Sorry to keep this thread going but in reviewing my test results I think this capability is now dangerous, as I related to the Thread.stop(). It is going to be the same issue. 

A lot of native resource backed objects have Java shadows with finalizers / reference queues. If the referenced are released without traveling up the stack the program/system can be in an inconsistent state. 

Take for instance a file system lock file that is removed on finalization. This would be removed allowing other processing to continue even though the locking process never completed nor rolled back.

Maybe you could argue it is a bad design to do this but I think the pattern with Cleaners, etc is fairly pervasive. 

By releasing the objects program order guarantees are broken - I don’t think it is valid to do this - especially concerning try/finally. 

As I also said you could maybe be very tricky and just release the memory but that isn’t what is happening here. It is collecting the objects which allows side effects through finalization and reference queues. 

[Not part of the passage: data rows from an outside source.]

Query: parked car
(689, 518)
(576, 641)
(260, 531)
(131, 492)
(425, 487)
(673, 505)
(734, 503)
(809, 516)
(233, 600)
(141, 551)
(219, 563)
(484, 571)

> On Aug 1, 2024, at 11:39 PM, Robert Engels <rengels at ix.netcom.com> wrote:
> 
> Chance. Sorry mobile with old eyes.
> 
>> On Aug 1, 2024, at 5:21 PM, robert engels <robaho at icloud.com> wrote:
>> 
>> Absence of memory leaks means a better change of the lifecycle management being correct.
>> 
>>>> On Aug 1, 2024, at 4:55 PM, Ron Pressler <ron.pressler at oracle.com> wrote:
>>> 
>>> 
>>> 
>>>>> On 1 Aug 2024, at 20:04, Robert Engels <robaho at icloud.com> wrote:
>>>> 
>>>> 
>>>> I find memory leaks - or lack there of - a decent check of correctness. With this VT change, that will no longer be the case.
>>> 
>>> If you find memory leaks an aid to debugging, by all means track all of your threads.
>>> 
>>>> 
>>>> I also don’t like reviewing a piece of code - consumer() in this case - and having to determine if it is correct based on a system property value. This seems against Java’s explicitness (although I realize some system properties already alter behavior greatly).
>>> 
>>> It is not. Whether and when objects are collected is also subject to GC selection. One of the GCs in the JDK never collects any object.
>>> 
>>> But it seems to me that all you’re doing is using an implementation detail as an aid to debugging the code, and that’s fine.
>>> 
>>> 
>>>> 
>>>> As an aside, based on your previous comments, it is curious that the objects are not collected in A. It is in the same state as B - the system knows that queue.take() can never advance - so if the references are not being held by stack entries then they should be collected, right - regardless that a Thread is a GC root?
>>> 
>>> Let’s forget about roots. Roots are an implementation detail of the GC, and even the same GC can treat different objects as roots or not depending on the type of the collection. What matters is whether or not an object is reachable. Well, platform threads do happen to be roots and that’s why they’re always considered reachable, but that’s not the point. What matters to the purpose of understanding the behaviour is that all platform threads are always considered reachable.
>>> 
>>> Now, if a thread is reachable, it is much harder to prove that it is, indeed, stuck forever (e.g. you can obtain a reference to it and interrupt it). The simple proof that a thread is stuck forever is that it is blocked unreachable, because if it is unreachable it is neither currently scheduled nor can it ever be unblocked (or interrupted) because to unblock (or interrupt) a thread, you need a reference to it.
>>> 
>>> Because a platform thread is reachable, the VM cannot prove that it’s stuck forever, and so it assumes it could continue, and if it can continue, then it may access certain references on the stack, so they’ll be considered live.